Ant-Man and the Wasp imageThere is a lot to enjoy in the movie. Lilly is really good as Hope, and the Wasp is shown to be incredibly capable in the suit, more so than Scott, and easily worthy of equal billing in the title. In the comics, the Wasp was always portrayed as an insubstantial character, despite being a founder member of the Avengers, and it’s really good to see her getting great action scenes where she gets to show what can be done with the character. The action scenes also make good use of the shrinking/growing powers and the perspective of scale, which should be one of the main selling points of the franchise. There is a lot of fun: plenty of jokes and characters interacting in an amusing fashion even in the chases. It’s also great having Michelle Pfeiffer in the MCU as the original Wasp – be prepared to be freaked out by the CGI magic of Marvel when a flashback scene has de-aged Pfeiffer and Douglas in a scene with a young Hope (although, thankfully, they didn’t de-age Lilly). The film has some nice references to the comics, such as Bill ‘Goliath’ Foster, the identity of Ghost’s father, and it’s great having Agent Woo because it means we can now have Agents of Atlas in the MCU and that would be fantastic.
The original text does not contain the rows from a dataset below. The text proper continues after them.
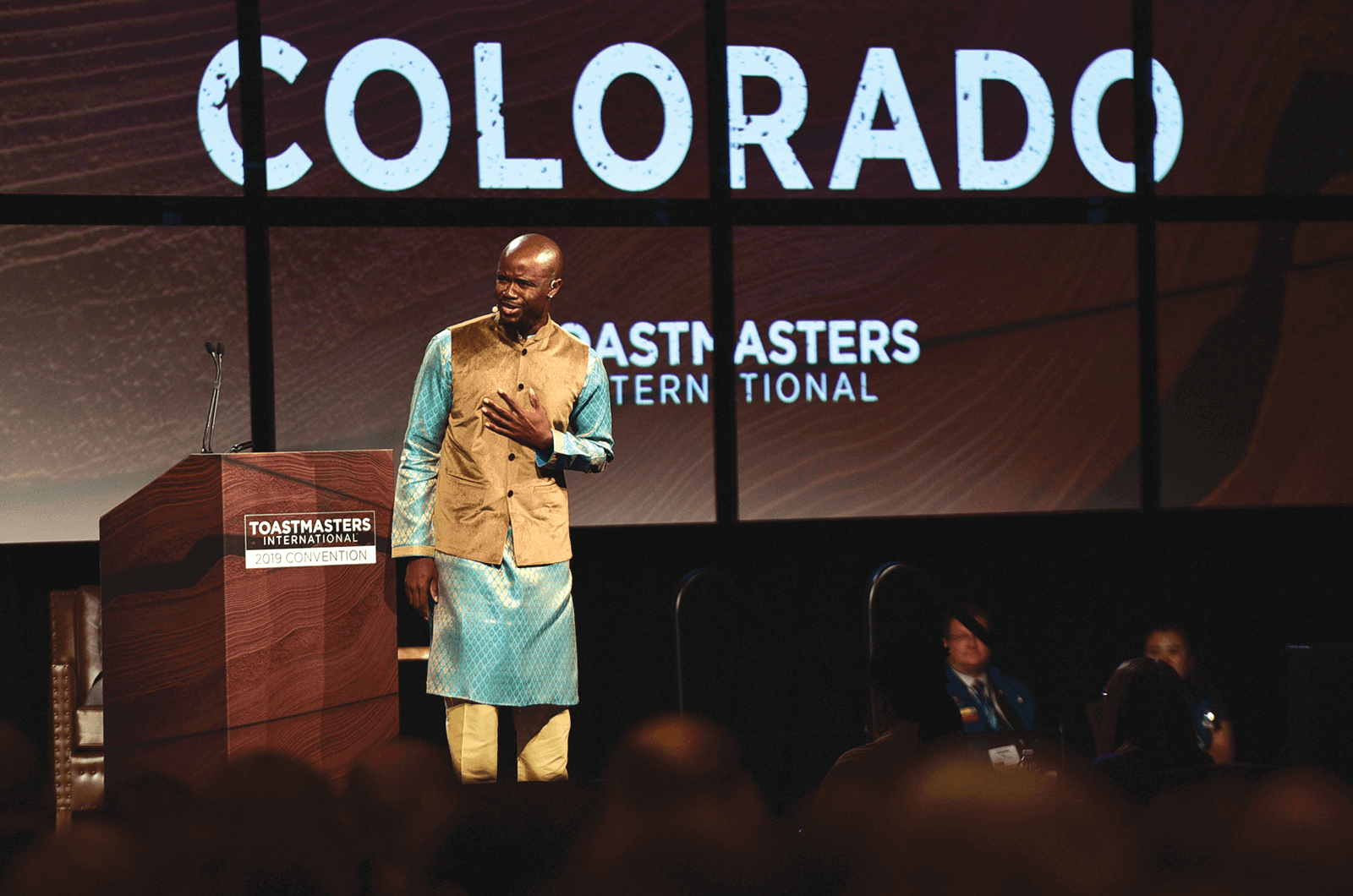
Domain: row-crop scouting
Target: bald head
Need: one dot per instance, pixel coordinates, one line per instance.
(540, 249)
(529, 274)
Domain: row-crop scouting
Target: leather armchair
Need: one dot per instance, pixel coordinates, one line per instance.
(78, 700)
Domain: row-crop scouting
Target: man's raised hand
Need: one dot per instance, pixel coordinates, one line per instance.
(527, 425)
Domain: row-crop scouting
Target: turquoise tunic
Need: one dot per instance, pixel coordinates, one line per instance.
(502, 634)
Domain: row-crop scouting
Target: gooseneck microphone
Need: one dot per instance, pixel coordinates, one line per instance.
(216, 353)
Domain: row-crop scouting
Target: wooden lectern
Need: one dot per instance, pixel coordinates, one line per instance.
(249, 604)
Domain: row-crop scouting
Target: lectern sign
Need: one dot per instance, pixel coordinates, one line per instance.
(342, 538)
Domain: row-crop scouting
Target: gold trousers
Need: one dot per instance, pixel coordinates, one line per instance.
(541, 740)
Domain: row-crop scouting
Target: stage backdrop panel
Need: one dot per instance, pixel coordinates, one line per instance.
(1010, 96)
(1256, 375)
(105, 380)
(101, 98)
(353, 312)
(1265, 90)
(892, 371)
(570, 96)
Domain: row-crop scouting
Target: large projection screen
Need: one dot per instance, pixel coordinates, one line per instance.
(890, 371)
(106, 380)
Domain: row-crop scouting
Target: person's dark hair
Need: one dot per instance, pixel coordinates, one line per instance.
(1145, 707)
(1170, 626)
(910, 673)
(972, 609)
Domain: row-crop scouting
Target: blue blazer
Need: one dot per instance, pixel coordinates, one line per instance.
(1016, 696)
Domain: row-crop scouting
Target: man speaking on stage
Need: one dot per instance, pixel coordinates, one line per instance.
(502, 407)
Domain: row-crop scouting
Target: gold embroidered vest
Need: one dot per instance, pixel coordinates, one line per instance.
(487, 482)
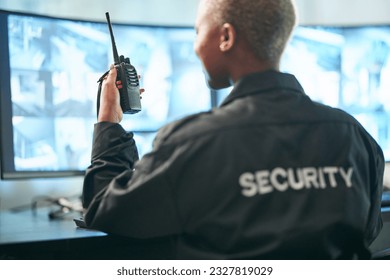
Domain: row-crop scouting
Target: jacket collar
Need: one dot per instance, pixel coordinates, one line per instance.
(266, 81)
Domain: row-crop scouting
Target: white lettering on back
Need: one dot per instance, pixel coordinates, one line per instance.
(280, 179)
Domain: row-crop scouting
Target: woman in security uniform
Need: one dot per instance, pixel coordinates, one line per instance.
(268, 174)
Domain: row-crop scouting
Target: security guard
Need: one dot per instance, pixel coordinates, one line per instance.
(268, 174)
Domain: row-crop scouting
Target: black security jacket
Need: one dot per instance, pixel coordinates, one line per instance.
(269, 174)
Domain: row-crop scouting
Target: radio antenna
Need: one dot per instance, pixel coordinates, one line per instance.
(114, 50)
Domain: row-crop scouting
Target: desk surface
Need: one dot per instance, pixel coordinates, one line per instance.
(26, 234)
(35, 226)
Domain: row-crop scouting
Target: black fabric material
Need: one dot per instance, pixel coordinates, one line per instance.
(269, 174)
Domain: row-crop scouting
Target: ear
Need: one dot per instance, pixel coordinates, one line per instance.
(227, 37)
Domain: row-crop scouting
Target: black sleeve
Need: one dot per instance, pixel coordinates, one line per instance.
(113, 152)
(133, 200)
(377, 170)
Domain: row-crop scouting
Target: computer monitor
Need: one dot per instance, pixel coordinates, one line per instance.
(348, 68)
(48, 82)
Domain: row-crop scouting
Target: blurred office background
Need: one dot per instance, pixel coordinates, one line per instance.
(163, 12)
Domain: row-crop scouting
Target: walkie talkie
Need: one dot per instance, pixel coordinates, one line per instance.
(130, 98)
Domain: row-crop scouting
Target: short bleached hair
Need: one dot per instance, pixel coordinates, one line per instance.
(266, 24)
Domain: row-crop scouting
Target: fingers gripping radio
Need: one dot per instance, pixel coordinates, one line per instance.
(130, 99)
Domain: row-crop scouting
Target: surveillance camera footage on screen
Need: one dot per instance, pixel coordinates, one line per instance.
(347, 68)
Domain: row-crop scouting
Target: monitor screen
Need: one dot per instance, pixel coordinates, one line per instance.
(48, 82)
(347, 68)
However, the film suffers from some of the problems common to sequels, mainly the need to have the bits that people enjoyed from the first film repeated (five screenwriters, one of whom is Rudd, might have added to slight weaknesses). Michael Peña is great as Luis, and his monologues synced to the people he’s describing was a great part of Ant-Man, so it’s done again but larger. Thomas the Tank Engine was enlarged in the first film, so another piece of childhood is enlarged in this film (a Pez dispenser). There is an enlarged ant used as a stand-in for Scott in his house, and there are more names for flying ants for Scott after Anthony in the first film. And, while I’ve never been a great fan of Stan Lee cameos, I think the one in this film is perhaps the weakest because it needs his delivery to sell the joke and he’s a 90-year-old man with no acting experience; I know that’s harsh of me but I felt I needed to include it as part of my commitment to honesty in my reviewing films.

For all of these weaknesses, the film wins you round through the action scenes and the characters – Rudd and Lilly are very charming and are people you want to see and be around and root for, and they have a good supporting cast. As I said earlier, it will need some distance to be a more objective judge of this film, which I don’t think quite matches the first film, but it’s still an entertaining, exciting well-made film that will leaving you wanting more Wasp, and perhaps a little bit of Ant-Man to act as her sidekick.